Little bits of encouragement can mean so very much.
On the flip side, don't assume that someone is grumpy just because they're not their usual bright-eyed self. At work on Friday, a co-worker came to me and said (in a sing-song voice, BTW) "Are you not feeling very well?"
I looked at this intelligent woman and said with a straight face, "What was your first clue?" (This was followed straightaway by a very hacking, unproductive and nasty cough.)
"Well, you're kind of grumpy today," she replied. (I was NOT grumpy!)
"I'm not grumpy," I replied.
"Yes, you're grumpy today."
"No ... I'm not grumpy ... I'm in a pretty good mood, except for getting sick.

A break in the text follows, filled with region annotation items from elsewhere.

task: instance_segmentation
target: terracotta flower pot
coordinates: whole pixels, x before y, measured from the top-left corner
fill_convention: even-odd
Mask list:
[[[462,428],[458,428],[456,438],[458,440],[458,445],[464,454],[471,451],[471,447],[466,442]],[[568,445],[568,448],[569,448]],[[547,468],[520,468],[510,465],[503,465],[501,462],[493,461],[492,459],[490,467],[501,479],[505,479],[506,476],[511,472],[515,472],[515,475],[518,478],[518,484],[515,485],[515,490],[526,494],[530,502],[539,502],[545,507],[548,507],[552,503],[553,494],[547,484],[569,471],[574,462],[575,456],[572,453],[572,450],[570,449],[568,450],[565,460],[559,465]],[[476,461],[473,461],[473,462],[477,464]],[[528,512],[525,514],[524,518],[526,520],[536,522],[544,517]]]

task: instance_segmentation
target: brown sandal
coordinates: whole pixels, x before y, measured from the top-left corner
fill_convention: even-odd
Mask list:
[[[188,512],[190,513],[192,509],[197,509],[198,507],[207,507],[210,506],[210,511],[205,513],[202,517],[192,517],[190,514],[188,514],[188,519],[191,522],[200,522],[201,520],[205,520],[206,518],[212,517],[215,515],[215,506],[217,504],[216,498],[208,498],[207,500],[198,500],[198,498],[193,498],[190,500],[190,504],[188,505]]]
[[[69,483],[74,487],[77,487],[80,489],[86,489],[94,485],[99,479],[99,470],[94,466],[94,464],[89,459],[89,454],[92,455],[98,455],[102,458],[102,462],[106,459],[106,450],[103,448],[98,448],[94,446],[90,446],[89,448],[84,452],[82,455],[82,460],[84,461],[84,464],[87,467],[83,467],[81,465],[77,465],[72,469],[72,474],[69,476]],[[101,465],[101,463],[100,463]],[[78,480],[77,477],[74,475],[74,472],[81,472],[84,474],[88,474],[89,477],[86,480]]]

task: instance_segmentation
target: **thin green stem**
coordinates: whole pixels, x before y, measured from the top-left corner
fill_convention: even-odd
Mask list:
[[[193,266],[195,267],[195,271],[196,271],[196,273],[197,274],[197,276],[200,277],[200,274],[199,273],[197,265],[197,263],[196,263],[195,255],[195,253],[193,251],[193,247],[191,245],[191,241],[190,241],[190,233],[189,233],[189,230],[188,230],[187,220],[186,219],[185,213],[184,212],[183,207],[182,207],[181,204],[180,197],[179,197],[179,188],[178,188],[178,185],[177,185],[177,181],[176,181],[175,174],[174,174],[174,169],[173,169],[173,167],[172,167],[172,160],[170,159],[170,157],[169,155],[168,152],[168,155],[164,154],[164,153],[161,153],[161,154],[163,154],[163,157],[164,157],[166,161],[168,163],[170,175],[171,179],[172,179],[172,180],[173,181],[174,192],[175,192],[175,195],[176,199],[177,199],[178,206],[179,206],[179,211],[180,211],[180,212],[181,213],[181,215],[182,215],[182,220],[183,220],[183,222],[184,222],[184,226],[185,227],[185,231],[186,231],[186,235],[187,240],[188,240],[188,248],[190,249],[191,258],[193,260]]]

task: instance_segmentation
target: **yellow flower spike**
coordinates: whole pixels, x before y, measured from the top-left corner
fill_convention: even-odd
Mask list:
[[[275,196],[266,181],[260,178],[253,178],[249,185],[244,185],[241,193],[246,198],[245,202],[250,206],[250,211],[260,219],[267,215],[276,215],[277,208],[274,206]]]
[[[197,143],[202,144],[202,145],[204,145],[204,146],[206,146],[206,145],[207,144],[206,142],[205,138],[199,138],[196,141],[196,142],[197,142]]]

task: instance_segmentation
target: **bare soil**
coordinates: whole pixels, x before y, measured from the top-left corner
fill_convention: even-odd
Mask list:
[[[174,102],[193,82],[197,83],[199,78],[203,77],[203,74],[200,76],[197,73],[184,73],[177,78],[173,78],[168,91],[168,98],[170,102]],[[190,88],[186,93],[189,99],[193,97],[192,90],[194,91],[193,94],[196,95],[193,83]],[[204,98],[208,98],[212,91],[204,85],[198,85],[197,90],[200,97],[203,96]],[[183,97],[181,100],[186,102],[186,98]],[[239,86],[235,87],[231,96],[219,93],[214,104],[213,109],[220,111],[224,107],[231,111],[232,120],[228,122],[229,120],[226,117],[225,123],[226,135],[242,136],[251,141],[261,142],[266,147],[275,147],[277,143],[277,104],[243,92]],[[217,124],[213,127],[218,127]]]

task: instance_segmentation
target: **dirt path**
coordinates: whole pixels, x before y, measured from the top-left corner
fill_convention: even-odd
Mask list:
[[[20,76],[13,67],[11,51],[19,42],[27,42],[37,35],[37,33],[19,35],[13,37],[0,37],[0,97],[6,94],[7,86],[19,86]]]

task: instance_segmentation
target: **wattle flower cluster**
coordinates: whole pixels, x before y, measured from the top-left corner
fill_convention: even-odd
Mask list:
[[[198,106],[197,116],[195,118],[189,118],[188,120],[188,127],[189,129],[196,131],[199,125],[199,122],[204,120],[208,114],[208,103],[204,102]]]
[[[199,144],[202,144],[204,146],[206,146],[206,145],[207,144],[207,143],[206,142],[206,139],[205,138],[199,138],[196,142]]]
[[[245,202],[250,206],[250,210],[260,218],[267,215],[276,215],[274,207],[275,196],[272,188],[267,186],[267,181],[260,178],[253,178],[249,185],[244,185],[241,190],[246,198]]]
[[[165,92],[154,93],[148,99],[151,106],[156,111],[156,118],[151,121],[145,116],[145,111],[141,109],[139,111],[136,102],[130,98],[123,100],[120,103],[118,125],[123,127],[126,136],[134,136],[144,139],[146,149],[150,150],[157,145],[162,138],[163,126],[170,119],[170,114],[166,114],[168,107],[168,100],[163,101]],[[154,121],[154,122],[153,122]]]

Why do you think I'm grumpy?
"Well, you're not your usual cheery, bright-eyed self."
"That just means I don't feel well, but I've not been grumpy with anyone ... but I'm beginning to get grumpy NOW."
Just for the record ... I was NOT GRUMPY ... however, her insistence that I apparently needed to be "up" 24 hours a day for the benefit of my co-workers stuck with me all weekend ... actually, I haven't quite let it go even yet ... can you tell?
So, just think of the times when you've carried some secret worry or burden, not telling anyone else because you didn't want to be pitied, or a trouble to anyone else. Your friend could be doing the same thing.
But don't make the assumption that they're angry with you or anyone or anything else in particular ... just give them a smile and maybe a word of praise (deserved only, OK?) or encouragement. You just might make their day.